I don’t blame President Obama for not rushing to launch symbolic air strikes in Iraq when we don’t have good ground-level intelligence on what targets to hit. But generating that intelligence will require dispatching a sizable contingent of Special Operations Forces, military trainers, and intelligence personnel to Iraq as soon as possible. Whether the president will do this or not remains unclear since his first reaction to the crisis was to affirm that the U.S. “will not be sending U.S. troops back into combat in Iraq.”
I suppose that language leaves enough room to send Special Operations Forces and even advisers as long as they are billed as being on a “non-combat” mission–but whether Obama will do even that much remains very much an open question. It is not comforting to read in the Wall Street Journal: “One option developed by military planners would send as many as 1,400 advisers to embed in Iraqi battalions, but that plan was rejected by top defense officials as overly ambitious and against White House preferences.” This suggests that the president is still refusing, for largely political reasons (“White House preferences”), to do what is strategically necessary to stabilize a country on the verge of imploding.
Certainly the public pronouncements from the White House do not communicate the gravity of the situation. Instead administration leakers are claiming that urgent action is not needed because the Islamic State of Iraq and Syria has stalled in its attack north of Baghdad, which is protected not only by Iraqi security forces but also by Shiite militias. That is true, but it’s not the whole story. For one thing, ISIS continues to make important gains in the north, with the most recent news being that Iraq’s largest oil refinery, at Baiji, has fallen to the terrorists. If they manage to continue operating the refinery it will result in a critical lost of revenue (and power) for Baghdad and a concomitant increase in money and power for ISIS.
Moreover ISIS does not have to take Baghdad, much less the Shiite heartland, to win. It wins if it can simply establish and maintain an Islamist emirate encompassing not only the Sunni Triangle of Iraq but also northern Syria–a goal it is well on its way toward achieving. Eventually ISIS rule will chafe on the people under its thumb, as happened previously in Anbar Province–and as seen earlier in the Taliban’s Afghanistan. Fundamentalist jihadist rule is not very popular.
But that’s in the long run. In the short term a lot can and likely will happen if ISIS can consolidate its authority. It is likely, for example, to welcome a motley who’s who of international jihadists to its domain where they can be trained and, in some cases, exported to carry out terrorist attacks in their homelands–including Europe and the United States.

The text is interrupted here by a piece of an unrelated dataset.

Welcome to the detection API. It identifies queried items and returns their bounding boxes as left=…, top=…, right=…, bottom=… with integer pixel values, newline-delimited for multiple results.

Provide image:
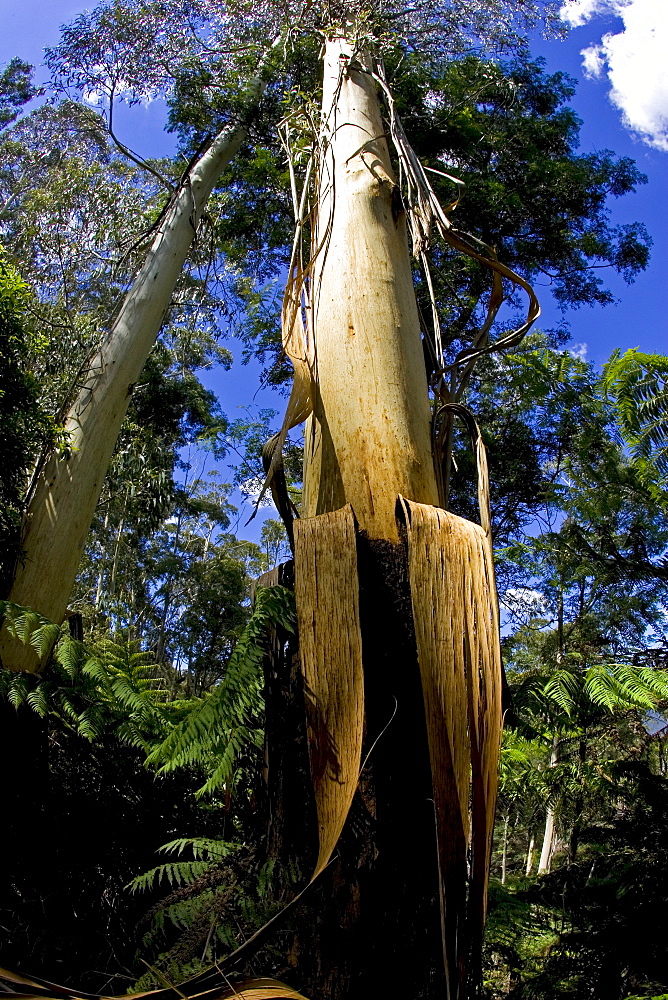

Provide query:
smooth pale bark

Some will argue that I’m overstating the danger because it’s not in ISIS’s interest to directly target the U.S. or our allies because this is more likely to trigger American intervention. But the same thing could have been said about the Taliban and al-Qaeda prior to 9/11. For some strange reason the reasoning of Western faculty lounges does not always resonate with the hard men of the jihadist movement.
The longer that ISIS controls northern and western Iraq and northern Syria, the more its power will grow and the harder it will be to dislodge. This will likely harden the division of Iraq between a Sunni terrorist state and a Shiite terrorist state. This is or should be America’s worst nightmare–and it is why the president needs to act with greater dispatch and decisiveness than is his usual professorial pattern.